Once again, the Hell of the North lived up to its name, providing us with some of the hardest racing of the year. As has been the case multiple times throughout this classics campaign there was no clear favourite going into the 2019 edition, leaving an excellent opportunity open to a plethora of hopefuls.
The race started fast with Deceuninck Quickstep setting a fast pace, making the race hard from Kilometre Zero. With multiple riders who had a real shot at winning and with riders like Peter Sagan and Greg Van Avermaet struggling to find their form it was the perfect opportunity for Quickstep to win their first Paris Roubaix since Niki Terpstra’s win in 2014.
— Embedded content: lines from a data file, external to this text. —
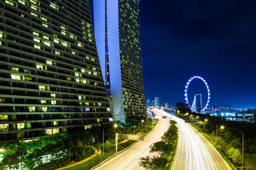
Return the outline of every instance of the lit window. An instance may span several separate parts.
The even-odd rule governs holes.
[[[35,107],[29,107],[29,110],[30,112],[35,111]]]
[[[33,12],[30,12],[30,14],[31,14],[32,15],[34,15],[34,16],[35,16],[35,17],[37,17],[38,16],[38,15],[37,14],[36,14],[36,13],[34,13]]]
[[[41,100],[41,104],[46,104],[46,100]]]
[[[31,81],[32,81],[32,77],[25,76],[25,81],[28,81],[29,82],[31,82]]]
[[[66,35],[66,33],[65,33],[65,32],[64,32],[64,31],[61,31],[61,34],[64,34],[64,35]]]
[[[55,39],[53,39],[53,41],[56,43],[60,43],[60,41],[59,41],[58,40],[56,40]]]
[[[34,3],[35,4],[36,4],[36,2],[35,2],[35,1],[34,1],[33,0],[30,0],[30,2],[31,2],[32,3]]]
[[[66,30],[66,28],[64,26],[61,26],[61,28],[63,29]]]
[[[50,37],[47,36],[47,35],[44,35],[44,38],[47,40],[49,40]]]
[[[61,55],[61,52],[58,52],[57,51],[55,51],[55,54],[57,54],[57,55]]]
[[[42,26],[44,26],[45,27],[48,28],[48,25],[47,25],[44,23],[42,23]]]
[[[38,68],[38,69],[43,69],[43,70],[45,69],[45,67],[44,66],[42,65],[39,65],[39,64],[36,65],[36,68]]]
[[[11,2],[9,1],[9,0],[6,0],[6,3],[8,4],[10,4],[10,5],[12,6],[14,6],[14,5],[13,4],[13,3],[11,3]]]
[[[49,42],[44,41],[44,43],[47,45],[51,46],[51,43]]]
[[[54,8],[55,9],[57,9],[57,10],[58,10],[58,6],[57,6],[56,5],[54,4],[53,3],[50,3],[50,6],[51,6],[51,7]]]
[[[51,60],[46,60],[46,63],[49,65],[52,65],[52,62]]]
[[[41,17],[41,19],[43,20],[44,20],[45,21],[48,21],[47,18],[45,18],[44,17]]]
[[[37,32],[33,31],[33,34],[34,35],[37,35],[38,36],[39,36],[39,33]]]
[[[38,49],[41,49],[41,46],[38,45],[37,45],[36,44],[34,45],[34,47]]]
[[[36,38],[34,38],[34,41],[37,42],[40,42],[40,40]]]
[[[24,129],[25,128],[25,123],[17,123],[17,128],[18,130]]]
[[[32,9],[33,9],[35,10],[39,11],[39,9],[38,9],[37,8],[36,8],[33,6],[31,6],[30,8],[31,8]]]
[[[20,3],[21,3],[22,4],[23,4],[23,5],[25,5],[25,3],[20,0],[18,0],[18,1]]]
[[[21,76],[18,76],[17,75],[12,74],[12,79],[17,79],[20,80],[21,80]]]
[[[19,68],[14,67],[11,67],[11,70],[12,71],[19,72]]]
Paris Roubaix is unusually in that it is one of the few races where being in one of the early breaks gives you a real chance of surviving till the end. Who could forget Mathew Hayman’s shocking victory where, after being in the days break early break, he out-sprinted four-time winner Tom Boonen in one of the most surprising wins in the race’s history. However, this year the fast pace being set made it exceptionally difficult to break away, which effectively neutralised the chase of any early moves getting up the road.
As the race hit the infamous Tranchée de Wallers-Arenberg the race finally split with several big names missing out. However, the decisive move would not form until just under 70km to go when Nils Politt attacked through the feed zone. He would soon be joined by the eventual winner Philippe Gilbert and later a group of favourites being led by Peter Sagan. The group quickly built up a substantial lead and contained a handful of the pre-race favourites including Sep Vanmarcke, Yves Lampaert, Wout Van Aert, Philippe Gilbert, Nils Politt and of course Peter Sagan.
By the time the leaders reached the Carrefour de l’Abre the effort was really starting to tell. Surprisingly it would be Politt who hit out successfully, despite having looked to be struggling for the last few kilometres. Only Gilbert would be able to follow the German and the duo worked well together all the way to Roubaix Velodrome opening up a healthy lead on the others.
As the pair entered the Velodrome Gilbert looked the stronger of the two, and so it proved as the Belgian took his first ever win at Paris Roubaix leaving him only one monument short of a complete set.